Título: Guerra. Mas este médico segue rotina
Autor: Roberto LameirinhasEnviado especial
Fonte: O Estado de São Paulo, 31/01/2005, Internacional, p. A16

'Tivemos três delas nos últimos tempos', explica Adnan Abid BAGDÁ - Médico dermatologista, formado pela Universidade de Bagdá em 1970, na mesma turma do atual primeiro-ministro interino, Iyad Allawi, o doutor Adnan Abid foi um dos 14 milhões de eleitores registrados que decidiu votar nas eleições de ontem. "Acredito que esta votação vá dar um novo rumo para o povo iraquiano. Vivemos um período de mudanças e todas as forças do país vão acabar entendendo que a democracia é o melhor caminho para superarmos a crise", declarou Abid. O médico, mulher e cinco filhos vivem numa casa confortável no distrito de Al-Saydia, uma região de maioria xiita no sudoeste de Bagdá. Uma filha, Nagem, vive no Brasil, em Jundiaí - nome de cidade que Abid mal consegue pronunciar.

O médico recebe na ampla sala da casa, com móveis de bom padrão e dois aparelhos de ar condicionado.

Fiel à tradição da hospitalidade árabe e falando um inglês fluente, ele se mantém sorrindo, ao lado da esposa. Chama todos que estão em casa à sala, para cumprimentar os visitantes. O filho mais novo, Ahmad, se encarrega de oferecer balas, chá e biscoito para todos.

"Vamos atravessar essa fase mais difícil, acredito nisso e acredito no progresso. Depois das eleições, teremos mais tranqüilidade para nos entender e para que todos os povos do Iraque se reconciliem - xiitas, sunitas, curdos, cristão, etc.", disse. "Claro que isso ainda vai levar algum tempo." A conversa é interrompida algumas vezes pelo barulho dos helicópteros que sobrevoam a área. A vizinhança não é tão pobre quanto a da maior parte dos bairros do restante de Bagdá, mas a resistência é ativa em Al-Saydia, que não é um local seguro para jornalistas estrangeiros.

Para chegar até o bairro, o intérprete e o motorista do Estado, que vivem nas áreas próximas, baixaram o pára-sol do carro e usaram óculos escuros, num esforço para não serem reconhecidos ao lado de estrangeiros. Eles explicaram que nunca se sabe quem pode vê-los ou que interpretação os habitantes locais poderiam fazer por estarem no mesmo veículo com dois ocidentais.

O doutor Abid segue a mesma rotina dos tempos em que o país ainda era governado por Saddam Hussein.
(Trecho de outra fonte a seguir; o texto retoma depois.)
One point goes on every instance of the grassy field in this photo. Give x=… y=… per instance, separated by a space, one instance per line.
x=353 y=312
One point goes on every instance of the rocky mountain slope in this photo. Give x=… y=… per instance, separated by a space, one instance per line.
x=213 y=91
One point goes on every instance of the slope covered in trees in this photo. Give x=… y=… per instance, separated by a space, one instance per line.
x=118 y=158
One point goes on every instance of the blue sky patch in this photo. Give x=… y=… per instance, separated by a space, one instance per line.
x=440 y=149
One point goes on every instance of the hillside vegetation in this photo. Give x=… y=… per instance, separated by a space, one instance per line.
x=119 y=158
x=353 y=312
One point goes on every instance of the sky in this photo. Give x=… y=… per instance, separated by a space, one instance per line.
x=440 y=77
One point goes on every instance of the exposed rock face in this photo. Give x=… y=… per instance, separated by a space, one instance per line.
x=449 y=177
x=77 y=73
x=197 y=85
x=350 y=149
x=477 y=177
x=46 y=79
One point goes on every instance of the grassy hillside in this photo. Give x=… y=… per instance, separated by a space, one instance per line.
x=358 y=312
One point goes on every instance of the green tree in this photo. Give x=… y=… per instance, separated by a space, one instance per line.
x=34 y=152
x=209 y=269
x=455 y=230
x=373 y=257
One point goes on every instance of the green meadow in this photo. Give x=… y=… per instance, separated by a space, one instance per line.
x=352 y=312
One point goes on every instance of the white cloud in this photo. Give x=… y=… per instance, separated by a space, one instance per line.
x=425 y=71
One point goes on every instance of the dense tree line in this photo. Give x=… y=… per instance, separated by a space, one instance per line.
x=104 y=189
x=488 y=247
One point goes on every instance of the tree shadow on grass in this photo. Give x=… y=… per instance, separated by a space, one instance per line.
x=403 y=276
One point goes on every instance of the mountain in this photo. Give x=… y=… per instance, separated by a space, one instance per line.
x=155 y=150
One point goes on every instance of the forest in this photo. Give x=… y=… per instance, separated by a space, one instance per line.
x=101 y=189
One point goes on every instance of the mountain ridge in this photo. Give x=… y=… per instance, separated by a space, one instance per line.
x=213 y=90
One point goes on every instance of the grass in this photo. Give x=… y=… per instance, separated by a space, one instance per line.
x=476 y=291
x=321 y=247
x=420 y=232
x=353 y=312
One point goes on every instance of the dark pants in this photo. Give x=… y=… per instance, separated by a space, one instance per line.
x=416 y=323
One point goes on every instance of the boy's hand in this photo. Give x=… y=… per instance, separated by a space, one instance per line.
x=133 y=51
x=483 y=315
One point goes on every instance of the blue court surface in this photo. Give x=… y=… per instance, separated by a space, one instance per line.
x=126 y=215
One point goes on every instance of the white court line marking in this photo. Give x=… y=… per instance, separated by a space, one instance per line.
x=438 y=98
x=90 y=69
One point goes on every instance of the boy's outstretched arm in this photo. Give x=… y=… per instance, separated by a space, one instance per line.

Acorda cedo, vai trabalhar de carro, almoça em casa todos os dias e volta à tardinha, antes do escurecer e da vigência do toque de recolher. Trabalha em um hospital particular e dá consultas em clínica própria na cidade.

Nesse ponto, diz, seu dia-a-dia não foi alterado pela guerra. "Já não ligo mais para os efeitos da guerra", brinca. "Vivemos três delas nos últimos tempos, a Guerra Irã-Iraque, a 1.ª Guerra do Golfo e essa de agora. Estamos acostumados." Na região onde o médico vive, a energia elétrica normalmente é interrompida por três horas e restaurada pelas três horas seguintes. "A infra-estrutura do país precisa ser reconstruída", diz.